Amazon Autos Is Coming....
Amazon Autos Is Coming to the UK. Autotrader Won’t Be the Only Thing That It Impacts.
For years, the UK automotive used car market has revolved around Autotrader. Amazon Autos arriving in the UK won’t just challenge that dominance, it will force dealers and manufacturers to rethink how customers discover, decide and arrive with a deal already formed.
Whilst many have tried to "disrupt" the market in recent years, this genuinely stands a serious chance of doing it. But that’s not the only thing that will change.
It was back in 2024 when conversations first started about Amazon Autos coming to the UK. Roll on two years and it now looks set to arrive by the end of 2026, with November talked about as the target launch month. In the meantime, Amazon has been rolling the model out aggressively in the US.
Finally, something that I believe stands a chance to take on the dominance of Autotrader and help dealers be less reliant on a single channel.
For years, AT has had dealerships and used car operations by the short and curlies. Don’t get me wrong — they built an awesome platform, and I’m a BIG fan of Autotrader Retail Ratings. I wish I’d had access to that tool when I was running new and used car sites.
But that level of dominance has shaped the entire market. It’s controlled marketing spend, influenced pricing strategies, and in many cases, limited broader investment and innovation. When it comes to used car enquiries, the question has often been: “How do you even compete with Autotrader?”
Amazon stands a chance of making an impact — not because it will sell cars better, but because it controls trust, traffic and technology at scale. And most importantly, it has the deep pockets to do it.
It will be subscription-free (initially), with no dealer advertising costs (again, initially).
Amazon can pull levers others simply can’t. And it’s already in conversation with key dealer groups, with the clear aim of launching with a meaningful level of stock and product offering.
That said, success isn’t going to be straightforward.
We’ve seen before how challenging the UK market can be. Many have tried to “disrupt” automotive retail here, and most have failed. One key question will be how quickly Amazon can scale inventory volume to compete with the 400,000+ vehicles listed on Autotrader.
Users want choice and confidence they’re getting a good deal. Dealers want quality enquiries.
Motors, for example, has substantial inventory (around 293,500 cars at the time of writing), yet conversion rates have always been a fraction of Autotrader’s. If Amazon Autos can tap into the trust it already has with its existing customer base, it stands a real chance of sending the right buyers to dealers.
One data point from the US stands out from Amazon’s internal research:
68% of Amazon Autos customers had not previously considered the dealership where they completed their purchase.
In the US, that positions the platform as a genuine customer acquisition channel, rather than simply a redistribution of existing demand. Whether that translates directly to the UK remains to be seen.
But Amazon Autos is just one more shift in how users will research and buy cars over the next few years.
The bigger change is how customers will discover and decide:
Less search
More AI-driven conversation and recommendations
Buyers will increasingly arrive with the deal largely formed.
For dealers, this isn’t really a marketing problem.

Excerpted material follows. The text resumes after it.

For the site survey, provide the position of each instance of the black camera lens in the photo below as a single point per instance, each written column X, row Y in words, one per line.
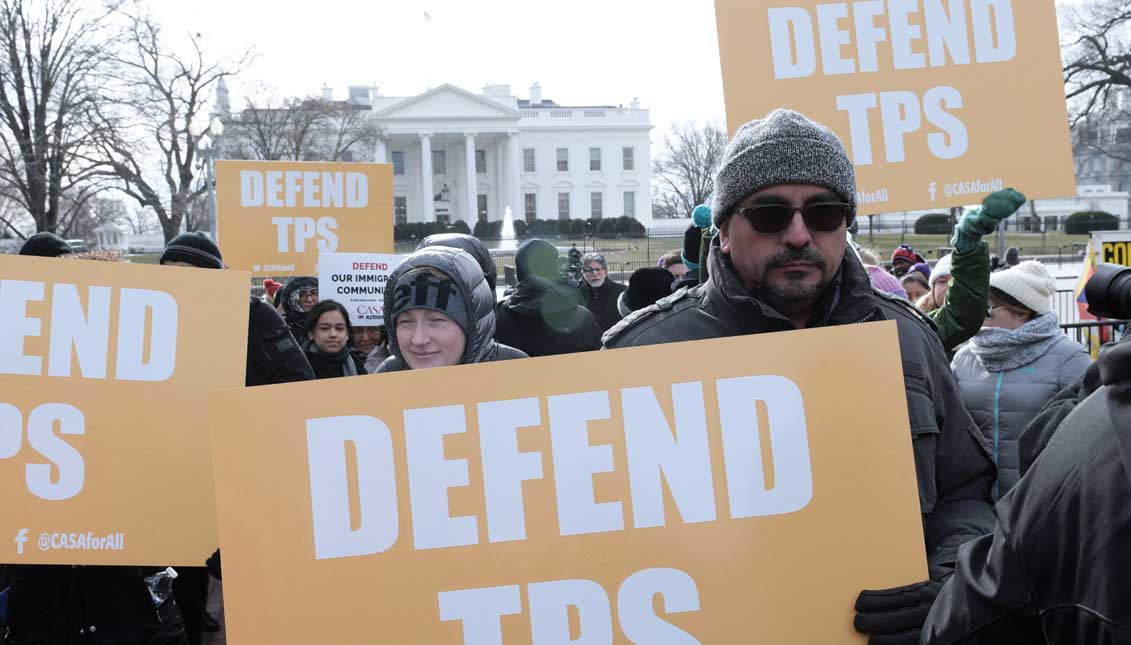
column 1108, row 292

It’s a data and operating model problem — especially for larger dealer groups built through acquisition, running multiple DMS platforms, with thin margins and limited development capacity.
So the strategic question isn’t: “How do we optimise our website, Amazon, Autotrader, Google, etc?”
It’s: “Are we building a business that can be found, understood and recommended by whatever platform customers trust next?”
And for me, that runs much deeper than marketing. It goes to the heart of how the business actually operates, its level of customer service and reputation. Marketing alone can no longer cover over the cracks of poor operational performance and customer service.
Coming from a dealer group background, and probably with some bias, I never truly believed the Cazoos, Carzams or HeyCars of the world were going to succeed. In truth, I didn’t want some of them to. The arrogance with which they entered the market didn’t help.
But this next shift feels different.
It might take a few years. But it’s coming.
And those who want to succeed will start preparing now - because everyone in this industry knows how long it takes to get anything moving once it hits the dev queue.